I particularly love that the final shot is just as chilling as the final shot of Blair Witch, but in an entirely different way, as our putative documentarian is now shown in third person with his videocamera in hand trying out various ways of beginning his final monologue, starting his speech over and over again as the light fades and the shots dissolve into wider and wider pull backs of the figure wandering back and forth in the wilderness, ambidextrously wielding the camera in one hand and microphone in the other! It is a bit like that final shot of Bergman's The Passion of Anna!

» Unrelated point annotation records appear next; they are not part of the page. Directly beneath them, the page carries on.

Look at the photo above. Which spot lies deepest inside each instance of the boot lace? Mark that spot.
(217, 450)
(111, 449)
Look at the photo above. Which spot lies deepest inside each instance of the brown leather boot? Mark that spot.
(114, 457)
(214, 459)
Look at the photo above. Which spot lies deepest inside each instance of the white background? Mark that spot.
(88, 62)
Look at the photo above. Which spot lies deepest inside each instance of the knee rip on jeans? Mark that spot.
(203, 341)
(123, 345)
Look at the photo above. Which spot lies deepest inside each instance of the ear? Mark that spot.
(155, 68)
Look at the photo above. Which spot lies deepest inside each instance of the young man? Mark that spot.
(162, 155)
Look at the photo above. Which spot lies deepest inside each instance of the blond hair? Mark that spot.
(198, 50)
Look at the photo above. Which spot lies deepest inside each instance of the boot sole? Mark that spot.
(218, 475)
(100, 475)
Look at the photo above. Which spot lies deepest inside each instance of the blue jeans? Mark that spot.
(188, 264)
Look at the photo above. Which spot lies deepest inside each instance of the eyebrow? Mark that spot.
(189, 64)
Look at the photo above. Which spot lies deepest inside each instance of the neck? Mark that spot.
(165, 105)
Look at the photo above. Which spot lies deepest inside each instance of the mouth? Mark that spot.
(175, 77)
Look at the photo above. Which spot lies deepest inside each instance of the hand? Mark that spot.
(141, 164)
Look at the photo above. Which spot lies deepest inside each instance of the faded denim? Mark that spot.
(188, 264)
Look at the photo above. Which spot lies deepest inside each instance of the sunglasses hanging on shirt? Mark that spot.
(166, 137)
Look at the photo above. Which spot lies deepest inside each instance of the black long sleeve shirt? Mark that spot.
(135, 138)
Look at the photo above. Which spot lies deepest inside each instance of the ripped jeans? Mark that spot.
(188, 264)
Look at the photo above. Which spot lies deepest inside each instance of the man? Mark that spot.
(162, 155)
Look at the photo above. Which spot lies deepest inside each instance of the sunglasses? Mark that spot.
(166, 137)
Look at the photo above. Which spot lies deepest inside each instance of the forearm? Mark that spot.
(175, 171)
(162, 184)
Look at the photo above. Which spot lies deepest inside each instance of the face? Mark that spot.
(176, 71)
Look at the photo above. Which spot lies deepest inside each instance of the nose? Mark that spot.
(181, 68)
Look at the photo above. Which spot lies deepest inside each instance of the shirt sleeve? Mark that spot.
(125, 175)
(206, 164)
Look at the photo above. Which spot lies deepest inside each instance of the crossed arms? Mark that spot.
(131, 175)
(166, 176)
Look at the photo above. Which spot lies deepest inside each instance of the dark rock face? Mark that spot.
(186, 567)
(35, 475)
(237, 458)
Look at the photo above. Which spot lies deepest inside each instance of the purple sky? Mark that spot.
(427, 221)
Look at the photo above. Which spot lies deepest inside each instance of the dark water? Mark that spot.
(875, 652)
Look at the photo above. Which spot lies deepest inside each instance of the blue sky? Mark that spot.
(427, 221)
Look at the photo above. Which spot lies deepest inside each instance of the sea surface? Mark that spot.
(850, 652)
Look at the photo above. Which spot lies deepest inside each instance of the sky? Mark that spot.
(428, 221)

Was this always his intention? To create an investigative documentary that would 'explain' his crimes? Or is he just enamoured with the idea of how the same technology that he used to presumably get involved with the web show and eventually track and kill the hosts of it on their live broadcast evening could also eventually be powerful enough to discover his involvement if he fed enough clues into the system?
Or is it a story about a filmmaker who gets so involved with their subject that they eventually will themselves into the footage as the face of the killer to provide the proper climax for their film? As with Cannibal Holocaust (or something like The Element of Crime where the main character has to eventually commit the final murder in the series himself so as not to spoil his thesis on the murderer's motivations) is there a danger of projecting oneself too much into the darkness at the heart of an ambiguous and otherwise inexplicable situation in order to provide the necessary sense of closure?
It is really a film skewering the assumptions that we in the audience have of the media, and the assumptions that the media has of itself, by trying to use its own tricks of its trade (of creating a coherent story from messy reality, whether 'true' or not) against it. The police are entirely credulous about whatever imagery that they see, because how could it possibly lead to any other conclusion? The prosecution cynically cut up the footage available to them at the time of the trial to achieve their own goals of a successful guilty verdict. The witnesses feel safe to talk about the situation from a distance of closure now that the trial has come to a conclusion ("The truth is what time has made of this event. It
has been good for business. Often murder is. So many involved have benefited from this event. The inevitable book deal is being replaced with a career in the business of image control, and most of the people interviewed are willing to embrace it"). The documentarian creating the feature that we are watching is himself creating a narrative out the events, one in which he has inserted himself as an intrepid investigator, which in his emotionless philosophical pronouncements comes across as rather self-aggrandising and arrogant in a detached way:
until it becomes revealed as an actual psychopathic trait at the twist.
And the expert sees themselves in a detached manner as well, safely investigating footage from an old crime from the comfort of their editing desk full of equipment that can deal with any situation being thrown at it, until she is too good at her job and reveals too many secrets that should have remained hidden. The unforeseen danger of the expert unleashing forces they cannot control, and had never considered because their view was so narrowly focused on their specialised skillset that they unfortunately couldn't see the woods for the trees until it was too late.